Faktor sukses ketiga adalah kombinasi dari kebebasan, otonomi dan kepemimpinan. Universitas kelas dunia berkembang dalam lingkungan yang menumbuhkan daya saing, penyelidikan ilmiah terkendali, berpikir kritis, inovasi dan kreativitas. Lembaga yang memiliki otonomi penuh juga lebih lincah, karena mereka tidak terikat dengan birokrasi kikuk dan standar eksternal yang dikenakan. Akibatnya, mereka dapat mengelola sumber daya secara efisien dan cepat merespon tuntutan pasar global yang cepat berubah.
Sebuah kata : Negara yang bergegas untuk membangun universitas riset elit harus mempertimbangkan apakah mereka mampu membayar harga yang sangat besar untuk membangun dan menjalankan lembaga tersebut, tanpa mengubah seluruh sistem pendidikan negara.
Bahkan, beberapa negara mungkin akan lebih baik jika mereka fokus pada pengembangan universitas terbaik nasional yang mungkin, seperti Cornell, atau universitas politeknik dari Jerman dan Kanada. Perguruan tinggi, baru-baru ini dipromosikan dengan semangat oleh Jill Biden pada Konferensi Dunia UNESCO tentang Pendidikan Tinggi, menawarkan model yang sangat baik untuk penerbangan yang murah, efisiensi tinggi pendidikan tinggi.
Jenis sekolah harus memenuhi kebutuhan penduduk yang beragam. Dan dengan berkonsentrasi pada upaya mengembangkan masyarakat setempat dan ekonomi, sehingga lembaga-lembaga tersebut bisa lebih efektif dan membangun ekonomi yang berkelanjutan bahkan lebih dari apa yang disebut orang-orang kelas dunia.
Intinya di sini adalah negara-negara berpenghasilan menengah harus meninggalkan mimpi untuk mendirikan sendiri universitas kelas dunia mereka. Sebaliknya, mereka harus memahami bahwa ada trade-off yang terlibat, dan bahwa mereka tidak perlu terburu-buru. Sebagian besar lembaga elit dunia dimulai sebagai perguruan tinggi yang melakukan pembelajaran kecil yang dari waktu ke waktu, dengan stabilitas keuangan dan kepemimpinan bijaksana, tumbuh menjadi lembaga bergengsi seperti sekarang.

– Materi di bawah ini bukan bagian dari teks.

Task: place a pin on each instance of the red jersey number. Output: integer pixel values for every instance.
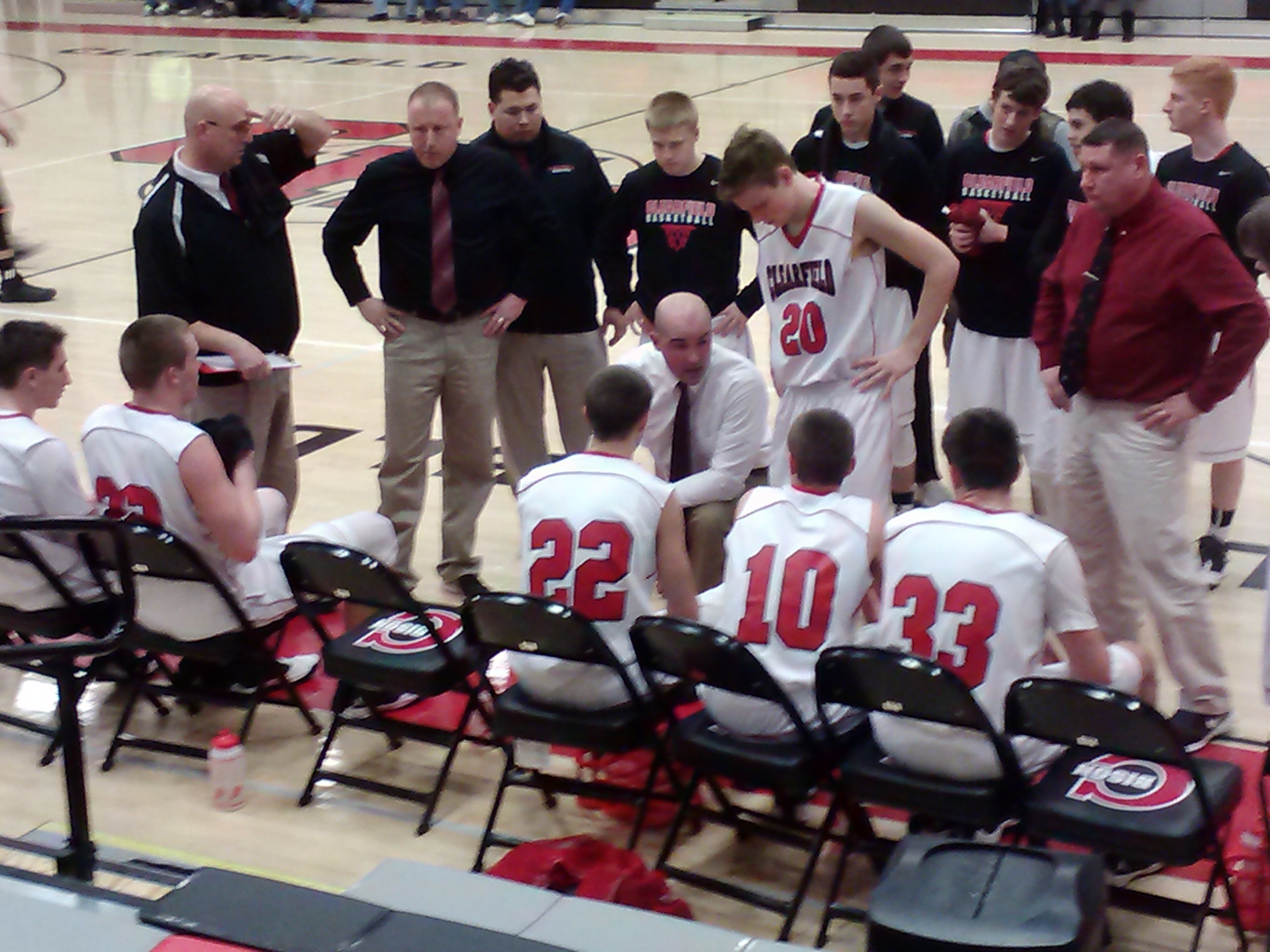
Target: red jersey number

Akhirnya, penting untuk dicatat bahwa universitas elit tidak berlabel dari deklarasi diri, status mereka diberikan oleh dunia luar bukan atas dasar pengakuan internasional. Kompetisi untuk menjadi universitas kelas dunia, akan terus menjadi kasus, di mana banyak yang dipanggil tetapi sedikit yang dipilih.
Tulisan ini dibuat untuk mengikuti Bidikmisi Blog Award di Universitas Negeri Semarang. Tulisan adalah karya saya sendiri dan bukan jiplakan.